Lissie has reached middle age without experiencing certain crucial passages that her female ancestors went through, and she knows it is preventing her from achieving something important. She is a healer, and her life is circumscribed by tradition, but she has long been committed to this life. When she discovers a dead body where she had gone to search for something else, she is pushed off the track of her life as a healer. This is the content of the middle of my WIP.

The middle plays out the promises of the beginning, and links those with the ending. Lissie finds a dead body instead of what she was searching for. She must first solve the murder before she can recover the real goal when she broke into an empty house to dig up a cellar in the middle of the night.

Her personal journey is tied to this discovery of a body and her search for a solution for the crime.

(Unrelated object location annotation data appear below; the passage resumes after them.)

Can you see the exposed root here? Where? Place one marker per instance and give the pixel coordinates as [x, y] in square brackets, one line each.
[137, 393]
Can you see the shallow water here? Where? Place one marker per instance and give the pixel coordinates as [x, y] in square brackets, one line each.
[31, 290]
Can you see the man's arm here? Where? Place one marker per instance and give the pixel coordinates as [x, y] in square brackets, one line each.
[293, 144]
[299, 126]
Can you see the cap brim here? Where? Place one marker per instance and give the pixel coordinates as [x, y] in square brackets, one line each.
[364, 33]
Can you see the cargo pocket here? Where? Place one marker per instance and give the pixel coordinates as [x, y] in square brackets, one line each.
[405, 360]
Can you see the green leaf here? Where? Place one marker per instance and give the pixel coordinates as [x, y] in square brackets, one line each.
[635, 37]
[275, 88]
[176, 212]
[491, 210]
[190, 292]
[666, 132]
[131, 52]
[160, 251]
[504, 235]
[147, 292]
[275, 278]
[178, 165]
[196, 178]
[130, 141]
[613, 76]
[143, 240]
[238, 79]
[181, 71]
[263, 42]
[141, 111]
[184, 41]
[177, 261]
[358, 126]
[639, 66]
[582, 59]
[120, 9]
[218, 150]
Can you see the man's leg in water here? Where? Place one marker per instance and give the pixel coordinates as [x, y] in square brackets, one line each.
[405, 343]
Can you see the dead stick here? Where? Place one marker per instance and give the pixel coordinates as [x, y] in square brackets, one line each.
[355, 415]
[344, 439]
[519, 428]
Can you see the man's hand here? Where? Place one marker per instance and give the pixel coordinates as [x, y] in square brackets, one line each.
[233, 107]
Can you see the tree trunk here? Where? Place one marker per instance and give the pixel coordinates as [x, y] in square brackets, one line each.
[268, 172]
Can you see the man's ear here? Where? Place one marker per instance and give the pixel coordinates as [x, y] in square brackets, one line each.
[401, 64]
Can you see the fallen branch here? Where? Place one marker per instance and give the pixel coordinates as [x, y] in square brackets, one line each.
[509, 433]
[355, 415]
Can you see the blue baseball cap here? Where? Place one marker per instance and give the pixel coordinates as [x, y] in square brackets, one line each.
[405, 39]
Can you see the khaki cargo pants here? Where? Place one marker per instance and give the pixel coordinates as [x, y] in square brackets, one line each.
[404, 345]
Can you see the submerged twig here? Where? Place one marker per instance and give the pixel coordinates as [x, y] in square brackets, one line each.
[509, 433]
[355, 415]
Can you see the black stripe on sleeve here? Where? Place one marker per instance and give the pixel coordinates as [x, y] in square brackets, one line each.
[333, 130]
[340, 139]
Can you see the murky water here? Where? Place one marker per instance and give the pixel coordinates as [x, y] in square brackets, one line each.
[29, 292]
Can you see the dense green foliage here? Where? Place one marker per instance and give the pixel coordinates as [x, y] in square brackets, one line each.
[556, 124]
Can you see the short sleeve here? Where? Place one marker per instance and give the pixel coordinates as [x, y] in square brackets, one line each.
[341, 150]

When the crime is solved, she'll be that much closer to understanding her own journey. This is the middle, and this is the real work of the writer.

I've reached 39,000 words. Wish me luck for the rest of the journey.


  1. Good luck! Am on the other end of the middle myself, but still not in the ending pages. Sounds like a new project for you and I look forward to reading it. Because luck or not, Susan, you always find your way to telling a really good story.

    1. Thanks, Edith. I love the process of discovery but getting that middle into shape is a challenge. Thanks for commenting.

  2. Timely post for me, Susan. I'm also in the middle--31,000 words. I find the beginning fairly easy, the middle often slows me down and is the hardest, and the ending speeds up, but is still difficult. I never know who the murderer is until at least sometime in the middle, and frequently not until the last few chapters need to be written. I like to do it this way so that I can at that time pick who turns out to have the most interesting motive and is hopefully hiding in plain site. I figure if it's a surprise to me who did it, then hopefully it will also surprise the reader. This means I usually have to go back and plant a few clues and red herrings when done with the first draft, but really, it's not that difficult. I love how we're all different, and enjoyed reading you post. Good luck with current and all your projects!

  3. Jan, I love the idea of writing without knowing who the murderer is. I sometimes find myself at the end of a story discovering that the murderer isn't who I thought it was. I let the ending be "fluid," as I said, because I think the story has its own internal logic and I want to stay true to that. Good luck with the story you're working on--it sounds like we're at the same point. Thanks for commenting.

  4. The common complaint is that middle sections of novels often drags or sags. It's one of the things we're warned about. Good luck keeping the story moving dynamically, Susan.

  5. That's the biggest challenge--keeping the story moving through the middle. Thanks for commenting, Jacquie.

  6. Good luck. Good article. Thanks for sharing. When is your next event?